Hemen her devirde egemenlerin, erk sahiplerinin, iktidarların sesi soluğu ve dahası propaganda aracı olan medyanın içinde bulunduğu durumu gözönüne aldığımızda, gazetecilik mesleğini ve gazetecinin işinin ne olduğunu yeniden sorgulamak, gazeteciliğe insan hakları açısından bakmak, gazetecinin başat sorumluluğunu yeniden düşünmek gerekir. Geçmişten bugüne gazetecilikte yaşanmakta olan sorunlarda ve bu sorunların çözümünde kişi olarak gazetecinin rolü büyüktür. Meslekteki sorunların temelinde, gazetecinin etik ve insan hakları bilgisinden yoksun olması yatmaktadır.

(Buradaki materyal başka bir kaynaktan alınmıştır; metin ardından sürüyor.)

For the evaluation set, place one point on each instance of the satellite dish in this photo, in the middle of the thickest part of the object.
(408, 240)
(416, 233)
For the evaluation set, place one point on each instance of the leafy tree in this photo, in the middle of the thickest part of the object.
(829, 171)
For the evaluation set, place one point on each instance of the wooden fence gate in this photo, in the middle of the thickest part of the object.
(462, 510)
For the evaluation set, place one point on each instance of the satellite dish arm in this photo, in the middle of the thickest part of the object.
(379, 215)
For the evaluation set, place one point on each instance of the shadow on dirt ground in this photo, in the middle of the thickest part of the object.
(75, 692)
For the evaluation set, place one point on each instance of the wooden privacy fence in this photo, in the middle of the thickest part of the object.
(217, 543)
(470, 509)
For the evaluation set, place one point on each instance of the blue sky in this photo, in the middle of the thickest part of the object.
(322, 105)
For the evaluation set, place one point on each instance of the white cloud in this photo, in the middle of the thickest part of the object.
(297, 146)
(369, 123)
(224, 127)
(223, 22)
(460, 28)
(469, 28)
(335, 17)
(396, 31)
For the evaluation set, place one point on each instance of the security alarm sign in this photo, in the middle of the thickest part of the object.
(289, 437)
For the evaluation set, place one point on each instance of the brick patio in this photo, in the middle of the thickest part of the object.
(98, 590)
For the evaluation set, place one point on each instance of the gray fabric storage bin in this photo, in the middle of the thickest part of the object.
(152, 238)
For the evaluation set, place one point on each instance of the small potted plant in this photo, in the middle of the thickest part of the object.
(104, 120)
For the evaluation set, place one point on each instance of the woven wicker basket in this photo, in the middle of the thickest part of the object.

Tekrar edecek olursam, bir gazetecinin işini amacına ve işlevine uygun yapabilmesinin yolu, önce insan olmayı başarmasından geçer. İnsanlaşmayı başarmak ise felsefî-etik bilgiyle mümkün olabilir. Schopenhauer “İnsan olmak ve insan olarak kalmak giderek zorlaşıyor” der. İnsanın, insanlaşabilmesi için özenle yetiştirilmesi gerektiği açıktır. Schopenhauer’ın şu sözleri de buna dikkat çeker: “İnsan bu dünyada sair her canlıdan daha büyük bir özenle, daha büyük bir ihtimamla yetiştirilmesi gereken varlık: Bu dün de böyleydi, bugün de böyle. Hatta bugün çok sayıda ve farklı sebeplerden ötürü daha da fazla böyle”. İnsanın ve dolayısıyla gazetecinin özenle yetiştirilmesinde de felsefe ve etik eğitimi önemli bir rol oynar. Tür olarak insana, insanın değerine ve değerlerine ilişkin felsefî-etik bilgiyle donanmış kişiler, her şeyden önce insan olmanın ne demek olduğunun bilgisine ulaşır ve bununla birlikte gerek aile içi ilişkilerde, gerek toplumsal yaşamda, gerekse işini-mesleğini icra ederken, “muamele etme ve muamele görme ilkeleri” olan insan haklarını gözeterek ve insana yakışır şekilde eylemde bulunurlar. Felsefî-etik temellere dayalı insan hakları bilgisi gazetecinin, insan onurunun tehlikede olduğu durumları görebilecek bir göz kazanmasına yardımcı olur. Buradan hareketle gazetecinin işinin ne olduğu ile ilgili şunu söyleyebiliriz: gazetecinin “ilk işi” insan olmak, insanın değerini ve değerlerini koruyacak bir kişi olmaya çalışmak ve kendisini insandan sorumlu duymak, ardından da -ikincil işi olarak- “işini iyi yapmak”tır.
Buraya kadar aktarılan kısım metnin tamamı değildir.